Hükümetin IŞİD’i desteklemediği yönündeki iddiaları da değerlendiren Kamalak, Adana’da durdurulan TIR’ları hatırlattı. TIR’larla ilgili soru işaretlerinin ortadan kaldırılması gerektiğini vurgulayan Kamalak, “Peki o TIR’lar ne götürüyordu? Zaman zaman kaçakçılarla yahut haramilerle polisler arasında çatışmalar olur ve emniyet mensuplarının geri çekildiği de olur.
Hükümetin IŞİD’e destek vermediğini söylemesi, ‘ destek vermediği’ anmalına gelmez. TIR’lara arama isteyen savcılar gerçekten hukuka aykırımı davranmış? Yoksa o TIR’lar üstün gücün talimatıyla hareket ettiği için mi savcılar suçlu bulunmuş? Bunlara bakmak gerekir. Şöyle diyelim o TIR’larda gerçekten insanı yardım taşınıyor idiyse bunu kimseden saklamanın gereği yoktu.
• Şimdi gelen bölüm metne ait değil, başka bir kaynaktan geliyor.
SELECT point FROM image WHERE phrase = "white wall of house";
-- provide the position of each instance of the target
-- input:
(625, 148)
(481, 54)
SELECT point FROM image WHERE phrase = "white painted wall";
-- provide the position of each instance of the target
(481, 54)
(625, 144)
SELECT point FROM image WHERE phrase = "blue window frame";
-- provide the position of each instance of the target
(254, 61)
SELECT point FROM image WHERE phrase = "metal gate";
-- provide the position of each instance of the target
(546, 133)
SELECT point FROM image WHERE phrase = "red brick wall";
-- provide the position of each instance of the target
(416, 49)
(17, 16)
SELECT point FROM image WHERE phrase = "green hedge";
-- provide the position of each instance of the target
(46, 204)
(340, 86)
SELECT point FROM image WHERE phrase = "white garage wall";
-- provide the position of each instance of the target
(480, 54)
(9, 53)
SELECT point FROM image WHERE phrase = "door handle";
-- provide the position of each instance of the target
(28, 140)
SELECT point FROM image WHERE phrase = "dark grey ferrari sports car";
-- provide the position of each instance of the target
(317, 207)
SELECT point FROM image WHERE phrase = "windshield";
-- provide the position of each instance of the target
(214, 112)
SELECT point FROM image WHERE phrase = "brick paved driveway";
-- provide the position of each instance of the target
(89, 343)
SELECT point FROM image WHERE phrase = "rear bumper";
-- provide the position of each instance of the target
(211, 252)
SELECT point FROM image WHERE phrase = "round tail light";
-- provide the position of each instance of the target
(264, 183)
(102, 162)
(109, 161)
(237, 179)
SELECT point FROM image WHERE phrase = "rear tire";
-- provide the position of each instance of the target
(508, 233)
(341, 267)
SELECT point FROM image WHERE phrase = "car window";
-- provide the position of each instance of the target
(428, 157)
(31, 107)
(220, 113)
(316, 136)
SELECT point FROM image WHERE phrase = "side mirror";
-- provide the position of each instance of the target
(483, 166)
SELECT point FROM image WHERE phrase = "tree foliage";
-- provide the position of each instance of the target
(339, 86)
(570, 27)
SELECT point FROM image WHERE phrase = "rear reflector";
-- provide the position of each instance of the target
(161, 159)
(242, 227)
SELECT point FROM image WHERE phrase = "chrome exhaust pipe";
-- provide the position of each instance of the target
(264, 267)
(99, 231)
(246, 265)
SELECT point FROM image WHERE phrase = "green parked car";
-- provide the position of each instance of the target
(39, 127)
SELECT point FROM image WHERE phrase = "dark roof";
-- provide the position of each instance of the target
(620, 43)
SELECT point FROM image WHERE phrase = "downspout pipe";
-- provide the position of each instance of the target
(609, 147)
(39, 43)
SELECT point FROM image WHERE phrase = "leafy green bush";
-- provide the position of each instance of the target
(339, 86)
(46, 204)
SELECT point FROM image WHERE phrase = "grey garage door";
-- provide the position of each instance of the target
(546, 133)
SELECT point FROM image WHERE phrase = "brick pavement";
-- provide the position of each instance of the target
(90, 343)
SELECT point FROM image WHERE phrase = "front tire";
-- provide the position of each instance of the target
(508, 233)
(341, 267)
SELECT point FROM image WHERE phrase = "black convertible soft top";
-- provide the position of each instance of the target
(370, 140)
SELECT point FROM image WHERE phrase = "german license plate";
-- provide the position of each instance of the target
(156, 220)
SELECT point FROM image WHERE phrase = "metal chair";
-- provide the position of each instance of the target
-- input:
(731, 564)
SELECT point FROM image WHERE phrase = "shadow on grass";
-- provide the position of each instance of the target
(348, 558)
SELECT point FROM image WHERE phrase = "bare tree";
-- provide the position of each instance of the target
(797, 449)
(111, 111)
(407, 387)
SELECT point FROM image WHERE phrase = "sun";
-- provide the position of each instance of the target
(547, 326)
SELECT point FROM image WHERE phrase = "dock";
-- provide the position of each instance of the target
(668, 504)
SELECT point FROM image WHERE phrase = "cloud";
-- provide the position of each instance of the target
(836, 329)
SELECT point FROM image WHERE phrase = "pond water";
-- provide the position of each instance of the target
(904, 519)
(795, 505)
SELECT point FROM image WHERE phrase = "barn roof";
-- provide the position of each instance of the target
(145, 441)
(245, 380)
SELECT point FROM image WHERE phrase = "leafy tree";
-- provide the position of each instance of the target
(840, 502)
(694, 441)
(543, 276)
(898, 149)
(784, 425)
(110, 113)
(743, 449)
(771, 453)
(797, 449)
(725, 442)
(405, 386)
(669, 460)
Madem içinde insanı yardım malzemesi var bunu niye milli istihbarat yapıyor? Kızılay’a ne oldu? Bu soruların cevaplarının verilmesi lazım. Olaylara bir bütün olarak baktığımızda sorunun ve cevabının çok faklı olduğunu görüyoruz. Mesela Irak hükümetinin Musul’u boşaltırken biz niye oradaki konsolosluğumuzu boşaltmıyoruz? Oradaki diplomatlarımız niye Türkiye’ye çağrılmıyor? Aradan 3 aya yakın bir zaman geçti 49 insanımız ister adına rehin deyin ister esir ne olursa olsun şu an IŞİD’in elinde. Bu terör örgütünün adı ister cumhuriyet olsun ister başka bir şey. Ortadaki tek gerçek yaşanan ölümler ve esirler.” diye konuştu.
“DAVUTOĞLU NEREYE ELİNİ ATTIYSA ORASI ÇIKMAZA GİRDİ”
IŞİD’in elindeki Türk rehinelerle ilgili olarak nasıl bir girişimde bulunulduğunun bilinmediğini söyleyen Kamalak, “Hükümetin vatandaşlarımızın kurtarılması noktasında ne gibi girişimlerinin olduğunu bilmiyoruz. Davutoğlu sürekli temas halinde olduğunu söylüyor. Siz bunu nasıl buluyorsunuz? Davutoğlu nereye elini attıysa orası çıkmaza girdi. İnşallah dış politikadaki o yanlış uygulamalar Türkiye’nin içine yansımaz.” şeklinde konuştu.
Kamalak, Abdullah Gül’ün Milli Görüş’ün lideri Necmettin Erbakan’ın mezarını ziyaret etmesine ilişkin ise “Tabi Abdullah Gül, bu ocakta yetişen üzerinde hocamızın büyük emeği olan birisidir. Bu bir vefa borcu diye nitelendirilebilir. (Partiye döner mi) Bunu zaman gösterir. Başkası adına konuşmak doğru olmaz, bu kendisinin bileceği bir şeydir. Biz baba ocağıyız. Mili görüşüz. Saadet Partisi’yiz, dolayısıyla huzur ve kardeşlik isteyen herkese kapımız sonuna kadar açık.” ifadelerini kullandı.